Custom operators who also serve as feed suppliers was the topic at the January 26 panel discussion of the Wisconsin Custom Operators Symposium held at the Wisconsin Dells. Two panel members who actively sell feed as well as TMR mixes shared their thoughts on the process.

Daryll Woldt of Woldt Harvesting LLC, Brillion, Wis., has been selling TMR for nearly a decade to herds ranging in size from an Amish-dairy with 20 cows all the way up to a 200-cow dairy. At the present time, Woldt has four dairy customers. Woldt believes feed stored in silo bags is key to making the system work. Once feed is in the bag, it is very stable. The feed is stored in 12-foot by 500-foot or 12-foot by 300-foot long bags. Woldt crops some 3,000 acres.

"Once we take the forages out of the bag and haul it to the mixing pad, it is critical that we prevent the feed from getting rained on," says Woldt who mixes multiple TMRs for his clients. "If it doesn't get rained on, we have little issues with heating," he said. "In winter, our TMR mixes can last a week without heating. As we move into spring, TMR mixes last about four days. And on hot, humid summer days, the longest we push a mix is two days," says Woldt who has had one customer 60 miles away and took feed delivery once a week.

In addition to the custom TMR business, Woldt also has a bagging business and rents out 10 bagging machines that are run by tractors. They also have 2 self-propelled machines.

Outside of one customer who went out of business unexpectedly last spring, Woldt says accounts receivable have not been a problem. To get paid in a timely fashion for what can be the biggest expense on the dairy, he works with partnering dairies to either pay for feed on delivery or to get payment as part of a milk assignment.

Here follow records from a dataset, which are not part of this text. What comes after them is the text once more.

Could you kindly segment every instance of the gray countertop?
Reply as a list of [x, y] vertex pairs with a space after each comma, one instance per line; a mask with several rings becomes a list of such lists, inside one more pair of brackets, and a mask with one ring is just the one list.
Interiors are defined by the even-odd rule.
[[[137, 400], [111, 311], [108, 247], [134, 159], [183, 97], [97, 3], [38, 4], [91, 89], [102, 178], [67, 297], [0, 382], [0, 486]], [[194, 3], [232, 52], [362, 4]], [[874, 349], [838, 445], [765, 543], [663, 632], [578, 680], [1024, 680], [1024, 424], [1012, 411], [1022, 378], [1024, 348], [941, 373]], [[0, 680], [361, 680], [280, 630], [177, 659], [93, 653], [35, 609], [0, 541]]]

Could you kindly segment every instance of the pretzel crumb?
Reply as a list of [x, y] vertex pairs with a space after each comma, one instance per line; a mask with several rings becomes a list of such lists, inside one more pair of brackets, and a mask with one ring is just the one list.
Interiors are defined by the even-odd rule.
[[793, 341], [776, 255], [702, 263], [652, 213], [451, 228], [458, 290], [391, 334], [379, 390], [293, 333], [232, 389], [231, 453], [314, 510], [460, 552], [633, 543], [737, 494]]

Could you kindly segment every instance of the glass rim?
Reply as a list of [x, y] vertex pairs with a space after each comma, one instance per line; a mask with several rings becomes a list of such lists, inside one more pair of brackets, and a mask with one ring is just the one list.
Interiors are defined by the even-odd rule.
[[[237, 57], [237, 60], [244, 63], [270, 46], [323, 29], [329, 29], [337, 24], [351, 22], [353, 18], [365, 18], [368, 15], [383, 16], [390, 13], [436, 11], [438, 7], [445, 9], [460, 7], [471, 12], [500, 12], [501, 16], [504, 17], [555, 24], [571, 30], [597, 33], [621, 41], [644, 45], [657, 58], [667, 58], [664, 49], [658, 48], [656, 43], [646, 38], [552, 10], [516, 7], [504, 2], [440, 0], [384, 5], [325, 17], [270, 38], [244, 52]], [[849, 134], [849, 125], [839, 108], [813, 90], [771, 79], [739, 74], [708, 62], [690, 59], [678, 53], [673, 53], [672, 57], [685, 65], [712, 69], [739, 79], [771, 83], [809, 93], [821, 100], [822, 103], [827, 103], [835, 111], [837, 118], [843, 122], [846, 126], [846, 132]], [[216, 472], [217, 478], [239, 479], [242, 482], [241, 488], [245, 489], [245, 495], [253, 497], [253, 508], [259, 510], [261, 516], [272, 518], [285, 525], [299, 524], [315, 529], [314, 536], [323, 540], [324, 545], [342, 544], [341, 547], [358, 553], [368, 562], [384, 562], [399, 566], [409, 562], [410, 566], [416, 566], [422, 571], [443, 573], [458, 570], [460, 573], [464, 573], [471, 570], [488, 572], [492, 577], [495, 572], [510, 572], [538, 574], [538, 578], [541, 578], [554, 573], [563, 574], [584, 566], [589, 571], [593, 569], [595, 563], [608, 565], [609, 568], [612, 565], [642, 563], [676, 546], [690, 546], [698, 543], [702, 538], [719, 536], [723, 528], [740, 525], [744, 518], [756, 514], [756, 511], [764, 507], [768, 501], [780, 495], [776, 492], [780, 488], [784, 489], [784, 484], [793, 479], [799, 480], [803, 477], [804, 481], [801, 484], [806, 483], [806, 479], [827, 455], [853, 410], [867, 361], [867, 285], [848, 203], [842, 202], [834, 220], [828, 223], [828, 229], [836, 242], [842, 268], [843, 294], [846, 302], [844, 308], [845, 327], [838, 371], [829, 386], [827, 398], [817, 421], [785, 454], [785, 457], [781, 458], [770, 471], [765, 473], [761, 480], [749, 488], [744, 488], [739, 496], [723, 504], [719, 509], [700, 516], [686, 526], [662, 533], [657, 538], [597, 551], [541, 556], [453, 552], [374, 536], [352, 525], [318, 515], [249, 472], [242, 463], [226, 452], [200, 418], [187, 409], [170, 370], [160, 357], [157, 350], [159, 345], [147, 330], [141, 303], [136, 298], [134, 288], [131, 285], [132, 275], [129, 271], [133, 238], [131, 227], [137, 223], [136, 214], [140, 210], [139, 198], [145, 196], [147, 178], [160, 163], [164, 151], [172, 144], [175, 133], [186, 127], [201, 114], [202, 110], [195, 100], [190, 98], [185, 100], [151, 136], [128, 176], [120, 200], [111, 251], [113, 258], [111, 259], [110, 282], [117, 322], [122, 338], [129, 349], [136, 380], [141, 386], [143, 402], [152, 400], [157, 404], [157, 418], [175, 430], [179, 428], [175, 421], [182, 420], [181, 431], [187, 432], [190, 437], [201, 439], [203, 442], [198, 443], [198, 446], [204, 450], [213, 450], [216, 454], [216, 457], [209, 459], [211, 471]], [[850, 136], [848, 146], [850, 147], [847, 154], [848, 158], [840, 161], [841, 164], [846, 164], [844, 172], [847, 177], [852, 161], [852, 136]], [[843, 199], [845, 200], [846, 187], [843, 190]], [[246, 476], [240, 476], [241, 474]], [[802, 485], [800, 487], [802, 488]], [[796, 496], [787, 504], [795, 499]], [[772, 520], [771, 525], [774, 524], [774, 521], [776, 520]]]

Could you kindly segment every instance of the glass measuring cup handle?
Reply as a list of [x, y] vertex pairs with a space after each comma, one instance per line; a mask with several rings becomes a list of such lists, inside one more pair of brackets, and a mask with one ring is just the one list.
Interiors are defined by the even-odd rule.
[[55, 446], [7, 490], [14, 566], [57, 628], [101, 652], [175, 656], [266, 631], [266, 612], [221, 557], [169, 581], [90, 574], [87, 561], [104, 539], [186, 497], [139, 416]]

Chris Hartleben of Hartleben's Custom Cropping, Wittenberg, Wis., sells TMR mixes and direct forages like haylage and corn silage. He said he has some customers who rented their land and let Hartleben handle the cropping operation.

"The customers who rented us ground and purchased back the TMR have done better financially," said Hartleben. "In most of these cases, producers were short on labor and didn't have time to manage inventories," he said. "Customers who kept an equipment line, ran some ground, and only purchased TMR when they needed it didn't fair as well because they kept assets they were not seeing maximum use. "

"When running a business like this, you are becoming a business partner," said Hartleben. "If you are delivering feed, you need a milk check assignment," he said. As for handing the cropping enterprise, "It only works if you are in the general radius of the partnering dairy." Hartleben commented that a 15-mile radius is the best fit for their operation.

The Symposium is held jointly each year with the Midwest Forage Association and the Professional Nutrient Applicators Association of Wisconsin.